Read this New York Times article entitled “How Companies Learn Your Secrets” Why is Target interested in identifying pregnant customers?
What is the strategy that Andrew Pole used to accomplish the Target marketer’s task?
The data at this link has information on 2,000 fictitious Target shoppers. The variables include the following:

variable	description
gender	gender of shopper, M=male, F=female, U=unknown
address	address of shopper, H=home, A=apartment, P=POBox
Pregnancy.Test	= 1 if recently purchased pregnancy test, = 0 otherwise
Birth.Control	= 1 if recently purchased birth control, = 0 otherwise
…	…
pregnant	= 1 if someone in the shopper’s household is pregnant, = 0 otherwise

Load this data into your R session. Summarize the data. Do the values seem reasonable? Are there any missing values? If so, eliminate observations with missing values.

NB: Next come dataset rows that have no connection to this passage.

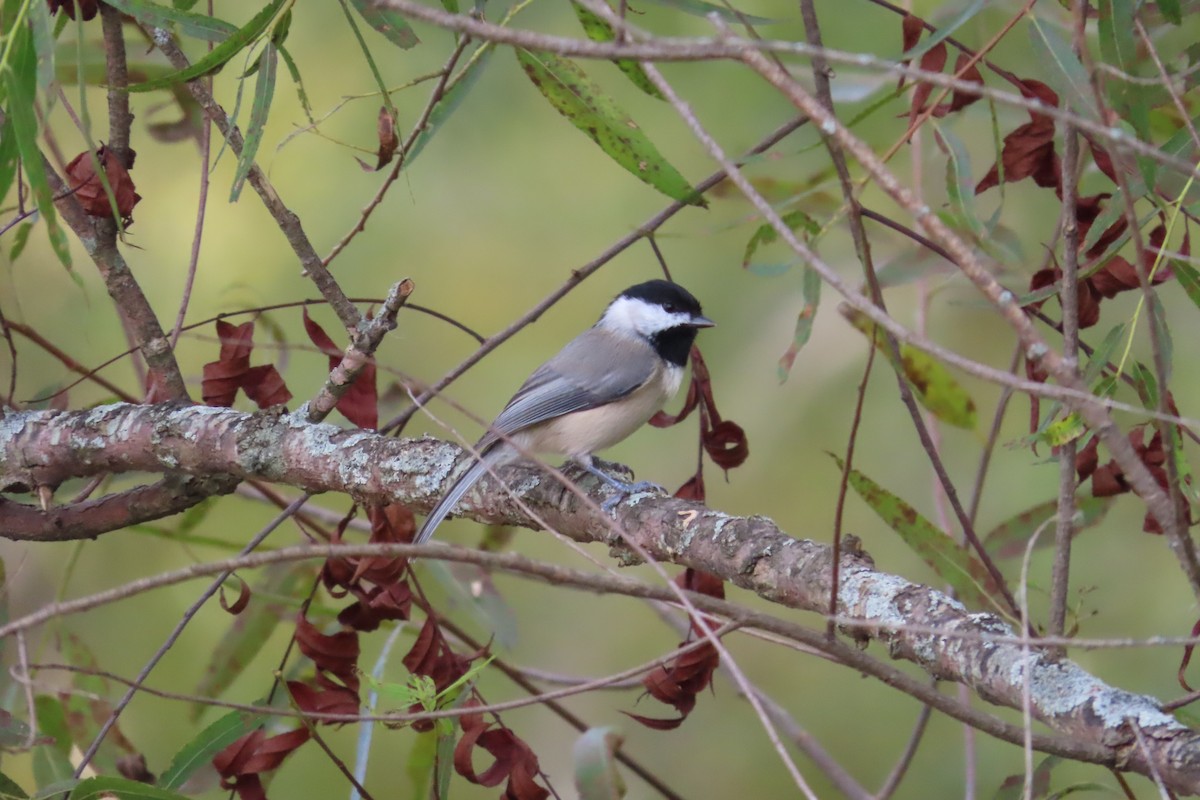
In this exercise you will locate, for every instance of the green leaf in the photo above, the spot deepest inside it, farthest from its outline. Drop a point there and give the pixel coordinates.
(1171, 11)
(389, 23)
(52, 762)
(766, 233)
(702, 8)
(210, 741)
(959, 182)
(811, 293)
(576, 97)
(930, 379)
(599, 30)
(125, 789)
(1011, 537)
(10, 789)
(597, 776)
(1065, 72)
(449, 103)
(951, 561)
(264, 91)
(21, 83)
(202, 26)
(220, 55)
(19, 240)
(244, 639)
(945, 30)
(1188, 278)
(1117, 47)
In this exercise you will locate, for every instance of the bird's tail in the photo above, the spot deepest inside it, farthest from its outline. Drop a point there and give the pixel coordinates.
(493, 457)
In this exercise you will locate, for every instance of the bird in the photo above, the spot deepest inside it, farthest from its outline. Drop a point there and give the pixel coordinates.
(601, 386)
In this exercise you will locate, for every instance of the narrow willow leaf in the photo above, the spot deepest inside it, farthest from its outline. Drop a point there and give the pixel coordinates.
(594, 755)
(1065, 72)
(264, 91)
(202, 26)
(1117, 47)
(702, 8)
(220, 54)
(449, 104)
(580, 100)
(945, 30)
(109, 786)
(934, 385)
(390, 23)
(21, 80)
(599, 30)
(1163, 334)
(811, 292)
(767, 234)
(947, 558)
(959, 182)
(244, 639)
(199, 751)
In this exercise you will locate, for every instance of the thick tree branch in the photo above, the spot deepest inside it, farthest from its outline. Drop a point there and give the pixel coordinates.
(916, 623)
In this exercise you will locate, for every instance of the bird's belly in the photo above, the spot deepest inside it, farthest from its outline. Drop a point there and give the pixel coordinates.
(586, 432)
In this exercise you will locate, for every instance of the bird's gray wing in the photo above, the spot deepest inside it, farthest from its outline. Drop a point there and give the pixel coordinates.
(597, 367)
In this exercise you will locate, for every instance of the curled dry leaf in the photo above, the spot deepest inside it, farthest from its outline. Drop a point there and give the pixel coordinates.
(376, 582)
(90, 191)
(241, 763)
(232, 371)
(678, 683)
(1029, 151)
(514, 761)
(389, 140)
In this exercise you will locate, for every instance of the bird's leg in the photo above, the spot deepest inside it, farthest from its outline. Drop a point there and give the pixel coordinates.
(624, 487)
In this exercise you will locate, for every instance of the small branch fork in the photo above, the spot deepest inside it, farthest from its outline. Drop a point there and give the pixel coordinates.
(358, 354)
(751, 553)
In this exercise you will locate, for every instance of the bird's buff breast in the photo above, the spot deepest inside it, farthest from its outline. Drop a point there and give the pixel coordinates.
(587, 432)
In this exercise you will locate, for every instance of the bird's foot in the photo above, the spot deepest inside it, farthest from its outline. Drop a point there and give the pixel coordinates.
(623, 487)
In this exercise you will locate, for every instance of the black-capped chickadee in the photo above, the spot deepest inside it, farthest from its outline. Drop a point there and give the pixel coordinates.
(604, 385)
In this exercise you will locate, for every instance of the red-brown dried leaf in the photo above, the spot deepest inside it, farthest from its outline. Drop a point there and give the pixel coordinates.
(911, 28)
(961, 97)
(360, 403)
(934, 60)
(726, 444)
(1087, 459)
(264, 386)
(241, 763)
(336, 699)
(232, 371)
(1187, 659)
(1029, 150)
(389, 140)
(336, 655)
(511, 756)
(88, 8)
(664, 420)
(239, 605)
(90, 191)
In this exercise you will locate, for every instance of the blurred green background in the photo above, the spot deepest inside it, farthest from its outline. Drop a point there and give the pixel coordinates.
(504, 202)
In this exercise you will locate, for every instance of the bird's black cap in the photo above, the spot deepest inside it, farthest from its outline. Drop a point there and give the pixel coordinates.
(671, 296)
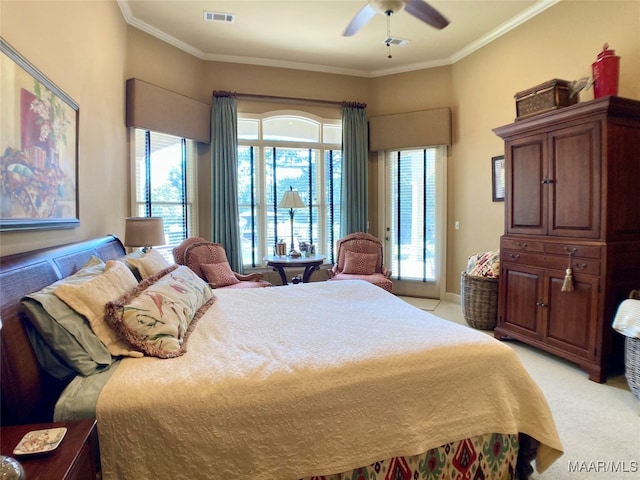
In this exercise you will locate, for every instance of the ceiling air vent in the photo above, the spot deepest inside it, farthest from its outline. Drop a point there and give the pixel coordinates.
(395, 41)
(219, 17)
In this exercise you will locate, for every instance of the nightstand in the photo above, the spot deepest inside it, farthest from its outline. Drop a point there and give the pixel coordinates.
(76, 457)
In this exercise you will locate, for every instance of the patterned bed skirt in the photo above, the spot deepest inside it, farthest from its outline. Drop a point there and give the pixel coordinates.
(490, 456)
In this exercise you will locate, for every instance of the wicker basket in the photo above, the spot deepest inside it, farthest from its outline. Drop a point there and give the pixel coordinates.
(479, 299)
(632, 358)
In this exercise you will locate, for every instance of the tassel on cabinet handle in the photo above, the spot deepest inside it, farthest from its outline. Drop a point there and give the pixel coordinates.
(567, 285)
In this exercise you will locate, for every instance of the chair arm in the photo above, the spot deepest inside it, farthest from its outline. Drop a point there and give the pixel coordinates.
(255, 276)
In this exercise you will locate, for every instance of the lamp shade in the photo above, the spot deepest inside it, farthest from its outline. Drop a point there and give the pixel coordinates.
(143, 232)
(291, 199)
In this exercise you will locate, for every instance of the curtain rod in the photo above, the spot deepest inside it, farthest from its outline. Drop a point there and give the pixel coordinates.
(255, 96)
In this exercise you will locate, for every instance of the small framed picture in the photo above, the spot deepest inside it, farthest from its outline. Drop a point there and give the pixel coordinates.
(497, 177)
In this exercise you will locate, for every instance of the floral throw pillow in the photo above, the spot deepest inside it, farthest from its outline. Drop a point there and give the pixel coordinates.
(158, 315)
(360, 263)
(219, 274)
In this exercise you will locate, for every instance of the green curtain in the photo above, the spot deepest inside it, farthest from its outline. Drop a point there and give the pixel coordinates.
(355, 151)
(224, 186)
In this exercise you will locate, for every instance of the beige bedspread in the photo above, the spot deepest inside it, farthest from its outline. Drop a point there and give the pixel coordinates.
(309, 379)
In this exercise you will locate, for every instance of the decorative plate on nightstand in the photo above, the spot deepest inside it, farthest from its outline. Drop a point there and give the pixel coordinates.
(40, 441)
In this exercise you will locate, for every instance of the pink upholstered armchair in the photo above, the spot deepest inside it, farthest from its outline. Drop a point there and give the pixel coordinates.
(209, 261)
(360, 258)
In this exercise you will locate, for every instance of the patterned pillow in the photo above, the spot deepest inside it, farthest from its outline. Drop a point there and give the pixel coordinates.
(158, 315)
(90, 297)
(360, 263)
(219, 274)
(149, 264)
(485, 264)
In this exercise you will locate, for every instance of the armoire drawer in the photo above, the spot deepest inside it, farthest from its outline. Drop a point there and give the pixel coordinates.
(576, 250)
(522, 245)
(556, 262)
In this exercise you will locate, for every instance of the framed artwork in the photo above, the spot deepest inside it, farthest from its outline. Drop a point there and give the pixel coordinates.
(497, 178)
(38, 149)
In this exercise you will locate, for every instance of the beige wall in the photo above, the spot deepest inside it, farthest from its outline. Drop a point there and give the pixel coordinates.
(562, 42)
(81, 47)
(89, 52)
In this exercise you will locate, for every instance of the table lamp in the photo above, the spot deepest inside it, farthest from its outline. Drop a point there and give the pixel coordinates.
(144, 232)
(291, 200)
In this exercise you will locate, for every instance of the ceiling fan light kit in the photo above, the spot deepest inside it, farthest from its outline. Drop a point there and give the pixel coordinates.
(418, 8)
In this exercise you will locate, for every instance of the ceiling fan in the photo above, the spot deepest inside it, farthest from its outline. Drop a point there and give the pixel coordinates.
(418, 8)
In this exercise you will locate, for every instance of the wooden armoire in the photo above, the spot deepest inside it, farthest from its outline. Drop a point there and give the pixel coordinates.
(572, 201)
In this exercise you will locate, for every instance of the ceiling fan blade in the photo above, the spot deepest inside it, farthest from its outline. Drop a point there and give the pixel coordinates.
(425, 12)
(360, 20)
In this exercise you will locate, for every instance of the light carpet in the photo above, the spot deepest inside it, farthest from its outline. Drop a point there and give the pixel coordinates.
(599, 424)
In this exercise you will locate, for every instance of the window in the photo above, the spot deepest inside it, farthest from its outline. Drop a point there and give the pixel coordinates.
(282, 150)
(164, 183)
(414, 211)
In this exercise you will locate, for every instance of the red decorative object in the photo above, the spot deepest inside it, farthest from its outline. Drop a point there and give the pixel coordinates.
(605, 73)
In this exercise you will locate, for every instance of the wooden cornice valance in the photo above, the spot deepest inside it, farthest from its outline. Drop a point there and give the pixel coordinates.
(161, 110)
(413, 129)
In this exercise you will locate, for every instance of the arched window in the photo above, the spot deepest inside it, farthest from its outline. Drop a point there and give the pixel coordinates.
(284, 150)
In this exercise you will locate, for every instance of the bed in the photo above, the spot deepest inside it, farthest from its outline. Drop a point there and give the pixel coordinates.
(309, 381)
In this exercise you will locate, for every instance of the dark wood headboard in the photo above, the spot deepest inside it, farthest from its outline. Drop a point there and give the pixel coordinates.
(28, 393)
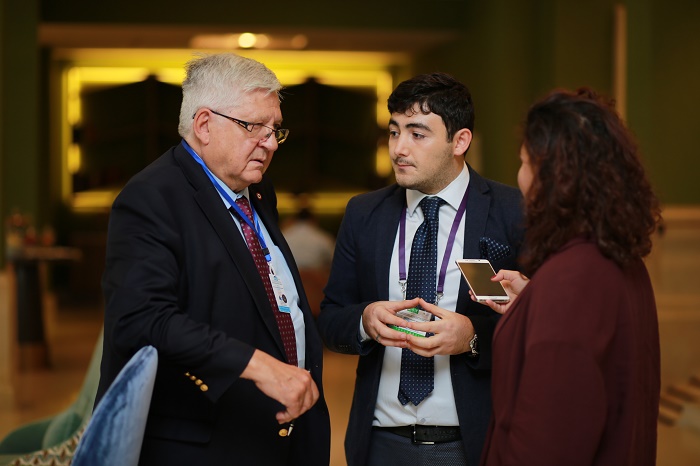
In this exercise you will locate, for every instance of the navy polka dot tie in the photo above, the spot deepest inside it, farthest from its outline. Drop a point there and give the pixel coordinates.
(417, 371)
(284, 319)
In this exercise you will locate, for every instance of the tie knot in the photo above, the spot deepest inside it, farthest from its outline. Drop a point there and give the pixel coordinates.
(244, 204)
(431, 206)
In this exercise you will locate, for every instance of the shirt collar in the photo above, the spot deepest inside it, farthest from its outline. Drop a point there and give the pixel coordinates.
(452, 194)
(233, 195)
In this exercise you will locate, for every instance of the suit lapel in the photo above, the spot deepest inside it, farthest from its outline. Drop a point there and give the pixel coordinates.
(477, 214)
(220, 219)
(388, 216)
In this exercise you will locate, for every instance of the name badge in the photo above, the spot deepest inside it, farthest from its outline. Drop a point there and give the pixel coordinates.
(278, 289)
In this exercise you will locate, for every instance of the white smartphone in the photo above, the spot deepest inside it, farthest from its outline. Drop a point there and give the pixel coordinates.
(478, 273)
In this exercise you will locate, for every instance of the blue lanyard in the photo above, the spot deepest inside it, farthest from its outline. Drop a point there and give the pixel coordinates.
(225, 195)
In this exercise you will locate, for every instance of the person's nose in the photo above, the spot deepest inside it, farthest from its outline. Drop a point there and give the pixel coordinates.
(398, 146)
(270, 143)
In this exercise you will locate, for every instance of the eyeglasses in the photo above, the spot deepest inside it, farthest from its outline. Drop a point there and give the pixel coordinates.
(280, 133)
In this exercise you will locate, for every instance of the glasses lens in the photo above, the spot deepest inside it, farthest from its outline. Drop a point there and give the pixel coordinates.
(281, 135)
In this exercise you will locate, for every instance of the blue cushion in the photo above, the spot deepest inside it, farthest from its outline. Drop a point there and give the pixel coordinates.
(114, 435)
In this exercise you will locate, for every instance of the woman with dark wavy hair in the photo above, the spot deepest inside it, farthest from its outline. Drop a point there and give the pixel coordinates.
(576, 356)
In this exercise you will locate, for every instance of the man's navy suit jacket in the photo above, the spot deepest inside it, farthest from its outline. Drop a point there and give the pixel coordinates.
(360, 276)
(180, 277)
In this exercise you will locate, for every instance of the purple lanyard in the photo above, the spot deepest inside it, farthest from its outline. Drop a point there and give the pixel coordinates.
(448, 250)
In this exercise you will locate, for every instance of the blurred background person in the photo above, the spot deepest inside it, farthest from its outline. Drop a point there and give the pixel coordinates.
(312, 248)
(576, 356)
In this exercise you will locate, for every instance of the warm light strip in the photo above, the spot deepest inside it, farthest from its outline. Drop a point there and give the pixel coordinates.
(121, 66)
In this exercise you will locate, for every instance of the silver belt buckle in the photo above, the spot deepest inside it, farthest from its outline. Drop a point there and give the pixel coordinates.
(416, 442)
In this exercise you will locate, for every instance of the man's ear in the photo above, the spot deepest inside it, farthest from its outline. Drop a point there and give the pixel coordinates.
(461, 141)
(200, 125)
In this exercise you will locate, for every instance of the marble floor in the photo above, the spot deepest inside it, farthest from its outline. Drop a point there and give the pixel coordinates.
(674, 266)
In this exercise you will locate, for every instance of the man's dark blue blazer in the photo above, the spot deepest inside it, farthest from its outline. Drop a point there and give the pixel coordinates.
(180, 277)
(360, 276)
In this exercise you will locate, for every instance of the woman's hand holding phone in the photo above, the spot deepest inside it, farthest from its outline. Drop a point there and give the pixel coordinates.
(513, 281)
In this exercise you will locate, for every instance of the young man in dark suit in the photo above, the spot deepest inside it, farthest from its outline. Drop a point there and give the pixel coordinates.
(197, 267)
(420, 400)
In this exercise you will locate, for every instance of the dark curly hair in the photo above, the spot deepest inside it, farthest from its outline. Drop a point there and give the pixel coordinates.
(437, 93)
(587, 180)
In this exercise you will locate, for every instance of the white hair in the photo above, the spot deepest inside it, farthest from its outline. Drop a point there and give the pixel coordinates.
(218, 81)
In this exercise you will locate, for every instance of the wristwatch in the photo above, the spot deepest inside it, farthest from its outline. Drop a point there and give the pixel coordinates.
(473, 344)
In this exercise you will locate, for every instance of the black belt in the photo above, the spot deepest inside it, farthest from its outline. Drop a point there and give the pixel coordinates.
(425, 435)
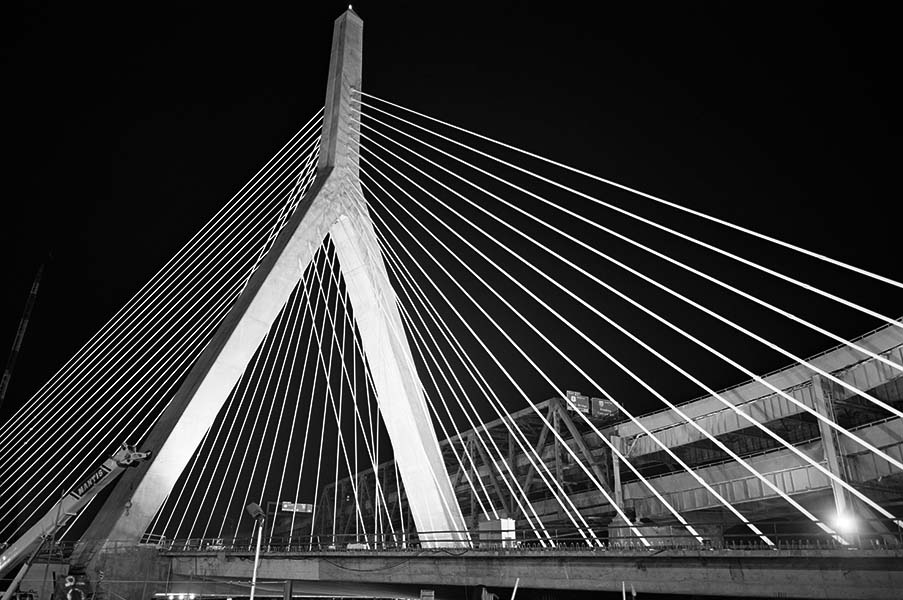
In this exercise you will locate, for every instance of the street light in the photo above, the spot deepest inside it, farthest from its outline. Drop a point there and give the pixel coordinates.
(259, 517)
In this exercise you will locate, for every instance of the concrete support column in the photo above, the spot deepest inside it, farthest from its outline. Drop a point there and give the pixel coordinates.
(618, 443)
(822, 398)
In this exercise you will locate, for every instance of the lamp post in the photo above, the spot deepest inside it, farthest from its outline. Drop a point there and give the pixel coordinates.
(259, 517)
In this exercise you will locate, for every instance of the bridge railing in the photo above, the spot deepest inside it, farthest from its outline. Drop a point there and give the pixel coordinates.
(613, 538)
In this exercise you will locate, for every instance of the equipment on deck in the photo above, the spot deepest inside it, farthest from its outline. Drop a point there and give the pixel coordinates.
(59, 515)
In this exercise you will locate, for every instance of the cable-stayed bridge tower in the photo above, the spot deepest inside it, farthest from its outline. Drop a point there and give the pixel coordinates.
(455, 288)
(324, 211)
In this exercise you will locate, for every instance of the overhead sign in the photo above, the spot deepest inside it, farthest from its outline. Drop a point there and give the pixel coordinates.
(296, 507)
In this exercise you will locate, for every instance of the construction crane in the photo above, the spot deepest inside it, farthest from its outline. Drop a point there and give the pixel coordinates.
(29, 545)
(20, 334)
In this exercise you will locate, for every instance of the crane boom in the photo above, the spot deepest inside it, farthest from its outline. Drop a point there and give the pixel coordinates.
(70, 505)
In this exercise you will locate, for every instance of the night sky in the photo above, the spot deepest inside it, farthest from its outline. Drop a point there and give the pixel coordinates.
(125, 130)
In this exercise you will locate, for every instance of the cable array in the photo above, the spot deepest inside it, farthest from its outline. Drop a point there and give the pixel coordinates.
(516, 279)
(116, 386)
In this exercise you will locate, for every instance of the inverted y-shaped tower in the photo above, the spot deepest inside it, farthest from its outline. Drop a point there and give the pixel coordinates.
(326, 210)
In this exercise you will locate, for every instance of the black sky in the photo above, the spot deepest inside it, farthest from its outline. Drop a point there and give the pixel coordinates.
(126, 129)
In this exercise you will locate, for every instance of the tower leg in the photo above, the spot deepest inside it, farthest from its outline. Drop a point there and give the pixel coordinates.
(430, 495)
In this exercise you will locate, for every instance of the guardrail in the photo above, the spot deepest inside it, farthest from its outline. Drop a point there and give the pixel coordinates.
(614, 537)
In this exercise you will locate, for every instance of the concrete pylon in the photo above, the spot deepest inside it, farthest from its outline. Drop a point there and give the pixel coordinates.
(326, 210)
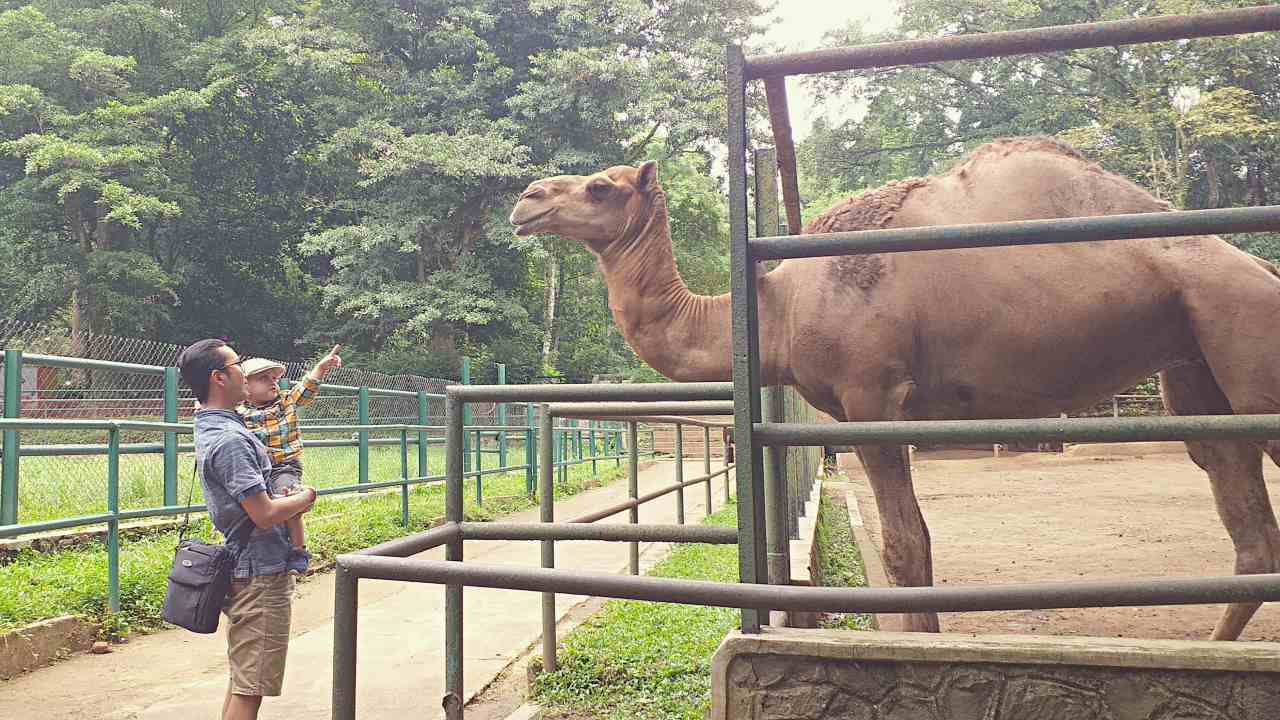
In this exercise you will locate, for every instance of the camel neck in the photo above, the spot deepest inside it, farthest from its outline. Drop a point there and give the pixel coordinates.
(682, 335)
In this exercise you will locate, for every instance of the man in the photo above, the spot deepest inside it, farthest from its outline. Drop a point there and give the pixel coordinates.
(233, 466)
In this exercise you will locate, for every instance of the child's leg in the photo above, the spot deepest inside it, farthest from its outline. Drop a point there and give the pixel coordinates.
(296, 534)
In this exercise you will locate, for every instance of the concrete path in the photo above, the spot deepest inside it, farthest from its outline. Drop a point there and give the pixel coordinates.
(182, 675)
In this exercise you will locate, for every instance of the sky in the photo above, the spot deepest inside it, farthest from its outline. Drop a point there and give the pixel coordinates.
(801, 26)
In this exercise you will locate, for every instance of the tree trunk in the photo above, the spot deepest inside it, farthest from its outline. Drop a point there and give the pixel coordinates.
(552, 281)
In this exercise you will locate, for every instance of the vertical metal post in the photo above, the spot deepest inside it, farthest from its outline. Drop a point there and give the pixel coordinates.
(113, 524)
(530, 450)
(479, 472)
(590, 438)
(466, 418)
(424, 447)
(170, 440)
(746, 356)
(12, 409)
(776, 509)
(502, 419)
(455, 455)
(362, 418)
(346, 604)
(707, 465)
(547, 514)
(405, 478)
(634, 491)
(680, 474)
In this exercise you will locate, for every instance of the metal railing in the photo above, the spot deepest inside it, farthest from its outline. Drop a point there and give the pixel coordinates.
(757, 428)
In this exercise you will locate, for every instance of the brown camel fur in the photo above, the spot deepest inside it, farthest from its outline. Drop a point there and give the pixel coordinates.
(1009, 332)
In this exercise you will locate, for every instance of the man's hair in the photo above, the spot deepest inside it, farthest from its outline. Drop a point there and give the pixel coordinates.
(200, 359)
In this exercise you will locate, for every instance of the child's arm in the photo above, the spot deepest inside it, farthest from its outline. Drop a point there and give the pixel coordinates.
(305, 392)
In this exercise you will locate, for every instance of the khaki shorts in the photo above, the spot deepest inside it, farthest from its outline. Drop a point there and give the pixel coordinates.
(257, 636)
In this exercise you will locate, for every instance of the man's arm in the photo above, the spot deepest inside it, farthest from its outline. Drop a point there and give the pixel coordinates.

Calculate the share of shoppers with pregnancy in the household.
Split the data into test and train. Use 75/25 split. Set seed to 364.
Estimate naive Bayes classifier using the recent purchase of a pregnancy test as the only predictor. Choose your own probability cut off for classifying pregnancy. How well does your algorithm do? (Hint: When using confusionMatix() use option , positive="1" to tell the function that positive result is “1”“, i.e. pregnancy.)
Suppose you really wanted to avoid marketing baby products to someone who is not pregnant. How should you set the cut off for probability? Would this mean that your sensitivity will be high? What about your specificity?
Have fun with this data. Use whichever predictors you like, and however many predictors you like. Can you improve upon the first algorithm?